Starting a tree-walk interpreter in C

I have been reading Crafting Interpreters by Robert Nystrom for a while now. It is one of those books that is hard to put down — not because it is gripping in the thriller sense, but because every chapter ends with something actually working. You write code, you run it, something happens. That feedback loop is rare in systems books.

The book walks you through two implementations of a language called Lox. The first, jlox, is a tree-walk interpreter written in Java. The second, clox, is a bytecode VM in C. The intention is that you do both, and the second one teaches you why the first one is slow.

I am doing both. But I am also doing something slightly off-script: I am translating jlox into C before moving on to clox. Not because the book tells me to — it does not — but because I want to understand the tree-walk approach at the level C forces you to think at, before the bytecode abstraction takes over.

This series documents that process.

Why C

Java handles a lot of things quietly. Memory is managed. Strings are objects. You can throw an exception and something will catch it. C does none of that, and that is the point.

When you write a scanner in Java, you return an ArrayList<Token> and move on. In C, you have to decide: where does this list live? Who owns it? When does it get freed? These are not interesting questions in the abstract — they are interesting because answering them forces you to understand exactly what is happening.
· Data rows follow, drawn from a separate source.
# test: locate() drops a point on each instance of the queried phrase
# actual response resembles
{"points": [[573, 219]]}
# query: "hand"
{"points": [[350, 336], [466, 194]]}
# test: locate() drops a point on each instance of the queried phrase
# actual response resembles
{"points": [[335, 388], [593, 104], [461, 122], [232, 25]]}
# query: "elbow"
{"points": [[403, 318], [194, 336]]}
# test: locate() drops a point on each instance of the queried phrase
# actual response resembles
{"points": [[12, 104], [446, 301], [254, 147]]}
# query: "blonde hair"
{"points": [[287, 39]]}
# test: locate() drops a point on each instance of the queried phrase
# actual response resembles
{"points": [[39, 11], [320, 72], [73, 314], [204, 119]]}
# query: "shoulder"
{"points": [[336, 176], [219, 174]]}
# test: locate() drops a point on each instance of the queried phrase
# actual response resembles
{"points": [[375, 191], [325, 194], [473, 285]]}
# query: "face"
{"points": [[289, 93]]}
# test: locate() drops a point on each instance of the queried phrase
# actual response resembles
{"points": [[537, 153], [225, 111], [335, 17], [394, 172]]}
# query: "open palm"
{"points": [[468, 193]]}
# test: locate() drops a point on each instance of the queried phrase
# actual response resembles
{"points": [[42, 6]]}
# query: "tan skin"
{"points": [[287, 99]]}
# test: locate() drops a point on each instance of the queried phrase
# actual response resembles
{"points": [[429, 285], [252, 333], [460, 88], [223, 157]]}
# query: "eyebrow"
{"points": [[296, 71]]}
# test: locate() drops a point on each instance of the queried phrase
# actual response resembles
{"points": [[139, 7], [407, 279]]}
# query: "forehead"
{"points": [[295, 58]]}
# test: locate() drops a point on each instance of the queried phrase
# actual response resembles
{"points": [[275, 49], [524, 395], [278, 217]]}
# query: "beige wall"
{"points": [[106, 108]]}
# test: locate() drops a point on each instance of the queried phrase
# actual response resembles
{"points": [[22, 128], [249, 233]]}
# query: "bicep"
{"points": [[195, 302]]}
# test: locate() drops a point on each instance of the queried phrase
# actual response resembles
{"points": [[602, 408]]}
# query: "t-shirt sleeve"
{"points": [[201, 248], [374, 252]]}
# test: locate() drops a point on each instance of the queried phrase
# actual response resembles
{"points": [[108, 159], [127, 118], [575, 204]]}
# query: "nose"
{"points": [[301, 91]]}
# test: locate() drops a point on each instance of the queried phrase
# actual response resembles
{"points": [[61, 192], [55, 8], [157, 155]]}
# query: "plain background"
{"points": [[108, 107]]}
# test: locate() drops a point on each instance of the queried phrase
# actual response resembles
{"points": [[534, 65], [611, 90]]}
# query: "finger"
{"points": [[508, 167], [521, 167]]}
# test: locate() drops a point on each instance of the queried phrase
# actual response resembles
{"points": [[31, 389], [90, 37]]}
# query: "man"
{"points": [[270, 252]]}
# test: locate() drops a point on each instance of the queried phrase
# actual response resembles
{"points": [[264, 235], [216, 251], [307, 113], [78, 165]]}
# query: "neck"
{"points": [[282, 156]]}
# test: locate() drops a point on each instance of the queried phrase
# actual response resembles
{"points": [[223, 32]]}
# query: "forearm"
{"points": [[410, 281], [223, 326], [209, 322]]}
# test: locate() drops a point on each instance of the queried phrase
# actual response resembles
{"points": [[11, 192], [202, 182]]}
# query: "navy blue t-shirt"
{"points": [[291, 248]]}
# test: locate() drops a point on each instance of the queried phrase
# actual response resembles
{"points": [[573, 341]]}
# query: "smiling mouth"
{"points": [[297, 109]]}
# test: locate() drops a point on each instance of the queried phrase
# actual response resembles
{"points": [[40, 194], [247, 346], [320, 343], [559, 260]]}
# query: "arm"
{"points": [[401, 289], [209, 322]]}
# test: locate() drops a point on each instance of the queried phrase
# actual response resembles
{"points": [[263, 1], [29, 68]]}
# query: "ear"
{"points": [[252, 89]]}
I want that understanding. The discomfort is the point.

What I have so far: the scanner

The scanner — or lexer, the terms are interchangeable here — takes raw source code as a string and produces a flat list of tokens. A token is a small struct: a type, a pointer into the source for the lexeme, its length, and the line it appeared on.

typedef enum {
  // Single character
  TOKEN_LEFT_PAREN, TOKEN_RIGHT_PAREN,
  TOKEN_LEFT_BRACE, TOKEN_RIGHT_BRACE,
  TOKEN_COMMA, TOKEN_DOT, TOKEN_MINUS, TOKEN_PLUS,
  TOKEN_SEMICOLON, TOKEN_SLASH, TOKEN_STAR,

  // One or two characters
  TOKEN_BANG, TOKEN_BANG_EQUAL,
  TOKEN_EQUAL, TOKEN_EQUAL_EQUAL,
  TOKEN_GREATER, TOKEN_GREATER_EQUAL,
  TOKEN_LESS, TOKEN_LESS_EQUAL,

  // Literals
  TOKEN_IDENTIFIER, TOKEN_STRING, TOKEN_NUMBER,

  // Keywords
  TOKEN_AND, TOKEN_CLASS, TOKEN_ELSE, TOKEN_FALSE,
  TOKEN_FOR, TOKEN_FUN, TOKEN_IF, TOKEN_NIL, TOKEN_OR,
  TOKEN_PRINT, TOKEN_RETURN, TOKEN_SUPER, TOKEN_THIS,
  TOKEN_TRUE, TOKEN_VAR, TOKEN_WHILE,

  TOKEN_ERROR, TOKEN_EOF
} TokenType;

typedef struct {
  TokenType type;
  const char* start;
  int length;
  int line;
} Token;

The scanner itself holds a pointer to the source and tracks where it currently is:

typedef struct {
  const char* start;
  const char* current;
  int line;
} Scanner;

start marks the beginning of the current lexeme being scanned. current is where we are right now. When we finish a token, everything between start and current is the lexeme — no copying, just a pointer and a length. This is one of the places where C is actually nicer than Java for this kind of work.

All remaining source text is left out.